Albert Einstein Letter About Israel Being ‘Intellectually Active’ Goes up for Auction
A letter written by renowned Jewish physicist Albert Einstein about Israel is among a collection set to go for auction next week, according to The Associated Press.
A collection of five letters to be sold are dated between 1951 and 1954 and signed by the Nobel-winning father of the theory of relativity. They were sent to Jewish quantum physicist David Bohm, a colleague of Einstein’s at Princeton University who fled the United States for Brazil in 1951 after refusing to testify about his ties to the Communist Party.
The topic of Israel was mentioned in one correspondence Einstein had with Bohm when the latter complained about living in Brazil and Einstein suggested he move to a more “intellectual atmosphere.” One idea was for Bohm to relocate to the Jewish state, which had declared independence in 1948. However, Einstein was not a fan of the notion.
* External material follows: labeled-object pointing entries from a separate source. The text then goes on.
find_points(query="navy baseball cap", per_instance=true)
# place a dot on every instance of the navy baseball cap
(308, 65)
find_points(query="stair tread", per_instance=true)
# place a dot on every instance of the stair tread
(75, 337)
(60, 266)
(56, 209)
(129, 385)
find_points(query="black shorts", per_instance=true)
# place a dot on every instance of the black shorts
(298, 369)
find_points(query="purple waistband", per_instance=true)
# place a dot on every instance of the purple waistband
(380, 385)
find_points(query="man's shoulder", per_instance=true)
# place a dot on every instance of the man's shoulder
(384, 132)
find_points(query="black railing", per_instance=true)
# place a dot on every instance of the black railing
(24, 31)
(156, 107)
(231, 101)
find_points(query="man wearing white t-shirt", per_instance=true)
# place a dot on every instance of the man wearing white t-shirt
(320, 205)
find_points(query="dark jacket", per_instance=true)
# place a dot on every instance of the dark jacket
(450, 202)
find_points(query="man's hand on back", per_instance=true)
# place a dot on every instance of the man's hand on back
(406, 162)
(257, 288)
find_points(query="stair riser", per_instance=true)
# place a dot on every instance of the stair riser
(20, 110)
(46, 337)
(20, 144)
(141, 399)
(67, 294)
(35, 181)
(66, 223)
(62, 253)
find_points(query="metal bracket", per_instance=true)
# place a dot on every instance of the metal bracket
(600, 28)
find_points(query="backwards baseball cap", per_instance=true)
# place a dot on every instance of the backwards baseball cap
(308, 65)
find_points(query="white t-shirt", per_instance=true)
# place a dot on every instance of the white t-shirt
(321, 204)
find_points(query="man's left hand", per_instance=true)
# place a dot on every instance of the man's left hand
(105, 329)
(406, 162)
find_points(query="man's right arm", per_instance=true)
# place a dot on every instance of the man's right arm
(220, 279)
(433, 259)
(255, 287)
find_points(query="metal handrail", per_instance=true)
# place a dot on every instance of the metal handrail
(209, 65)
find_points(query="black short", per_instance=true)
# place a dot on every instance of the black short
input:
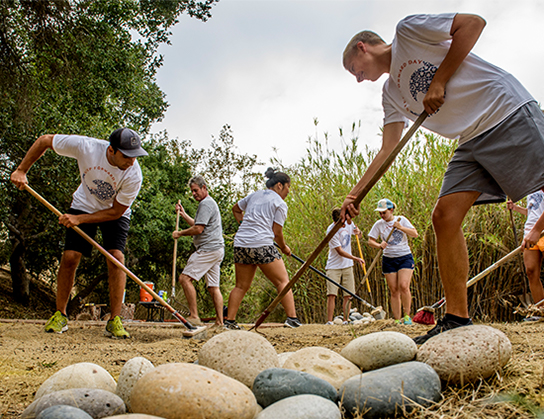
(114, 235)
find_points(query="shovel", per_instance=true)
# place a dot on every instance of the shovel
(191, 330)
(374, 179)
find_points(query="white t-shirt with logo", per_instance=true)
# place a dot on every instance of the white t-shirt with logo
(261, 210)
(478, 96)
(342, 239)
(398, 242)
(535, 208)
(101, 183)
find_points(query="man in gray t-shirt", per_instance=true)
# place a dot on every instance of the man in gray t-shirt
(207, 233)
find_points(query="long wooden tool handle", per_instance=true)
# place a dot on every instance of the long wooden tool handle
(113, 260)
(377, 257)
(175, 254)
(373, 180)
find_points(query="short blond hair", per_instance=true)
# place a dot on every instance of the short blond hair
(366, 37)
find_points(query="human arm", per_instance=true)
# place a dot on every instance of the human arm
(184, 215)
(278, 237)
(511, 206)
(391, 136)
(238, 213)
(109, 214)
(40, 146)
(465, 31)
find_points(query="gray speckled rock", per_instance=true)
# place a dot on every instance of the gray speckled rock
(380, 349)
(189, 391)
(97, 403)
(131, 372)
(81, 375)
(277, 383)
(62, 411)
(322, 363)
(240, 355)
(381, 393)
(305, 406)
(466, 354)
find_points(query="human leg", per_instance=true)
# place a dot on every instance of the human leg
(533, 263)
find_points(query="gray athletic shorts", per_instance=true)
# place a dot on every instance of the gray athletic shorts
(505, 160)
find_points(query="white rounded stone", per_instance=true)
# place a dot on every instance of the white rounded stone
(322, 363)
(81, 375)
(240, 355)
(189, 391)
(380, 349)
(131, 372)
(465, 354)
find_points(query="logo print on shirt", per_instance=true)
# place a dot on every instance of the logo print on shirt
(396, 237)
(421, 79)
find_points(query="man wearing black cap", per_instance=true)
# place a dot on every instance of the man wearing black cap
(110, 181)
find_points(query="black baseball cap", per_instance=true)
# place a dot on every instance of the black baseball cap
(127, 142)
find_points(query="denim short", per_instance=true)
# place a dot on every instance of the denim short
(393, 265)
(256, 255)
(114, 235)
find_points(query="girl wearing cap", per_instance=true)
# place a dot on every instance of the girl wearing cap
(263, 214)
(397, 261)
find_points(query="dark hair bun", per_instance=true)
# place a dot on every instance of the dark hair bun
(269, 173)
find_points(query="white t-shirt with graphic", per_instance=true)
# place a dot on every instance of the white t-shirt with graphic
(101, 183)
(261, 210)
(342, 239)
(478, 96)
(398, 242)
(535, 208)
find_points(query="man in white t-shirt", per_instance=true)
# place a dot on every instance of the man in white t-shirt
(340, 266)
(110, 181)
(497, 122)
(207, 232)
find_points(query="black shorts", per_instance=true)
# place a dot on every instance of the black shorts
(256, 255)
(114, 235)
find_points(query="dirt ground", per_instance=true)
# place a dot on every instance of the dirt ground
(28, 356)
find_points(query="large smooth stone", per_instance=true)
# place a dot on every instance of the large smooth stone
(131, 372)
(383, 392)
(305, 406)
(239, 354)
(277, 383)
(96, 402)
(466, 354)
(189, 391)
(380, 349)
(322, 363)
(82, 375)
(63, 412)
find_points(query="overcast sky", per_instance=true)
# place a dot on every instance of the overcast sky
(269, 67)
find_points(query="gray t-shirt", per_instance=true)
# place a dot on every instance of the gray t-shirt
(209, 216)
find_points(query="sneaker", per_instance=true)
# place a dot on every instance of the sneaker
(292, 322)
(442, 325)
(231, 324)
(115, 329)
(58, 323)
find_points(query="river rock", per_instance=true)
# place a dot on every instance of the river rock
(277, 383)
(62, 411)
(383, 392)
(305, 406)
(466, 354)
(96, 402)
(322, 363)
(380, 349)
(81, 375)
(240, 354)
(131, 372)
(189, 391)
(283, 357)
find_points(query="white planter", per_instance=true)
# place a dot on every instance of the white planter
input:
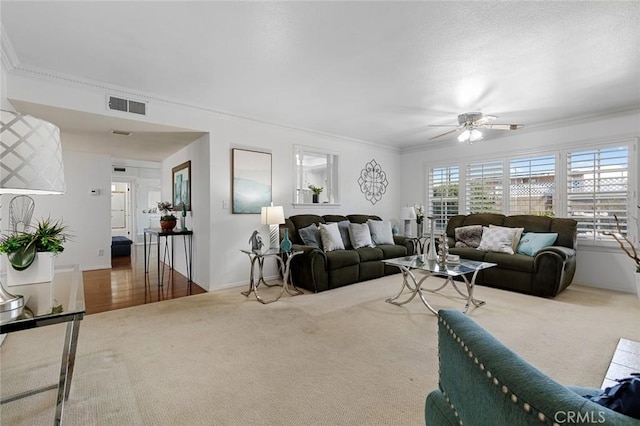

He told Bohm in a letter, “Israel is intellectually active and interesting but has very narrow possibilities. And to go there with the intention to leave on the first occasion would be regrettable.”
Bohm ultimately ignored Einstein’s advice and left Brazil for Israel in 1955, according to AP. He taught for two years at Haifa’s Technion Institute of Technology, where he met his wife, Sarah Woolfson. They married in 1956 and a year later moved to the United Kingdom, where they lived until Bohm’s death in 1992.
The AP noted that Einstein declined an offer in 1952 to become Israel’s president. He remotely held a position on Hebrew University’s first Board of Governors and left his papers to the school when he died in 1955.
In other letters set to go for auction next week, Einstein discussed McCarthyism and God. “If God has created the world his primary worry was certainly not to make its understanding easy for us,” he wrote a year before his death.
The collection is expected to sell for over $20,000, according to AP. The auction, to be held on June 20, includes copies of other letters sent by Einstein and correspondence by Nobel laureate Louis de Broglie. Early bids are being accepted online.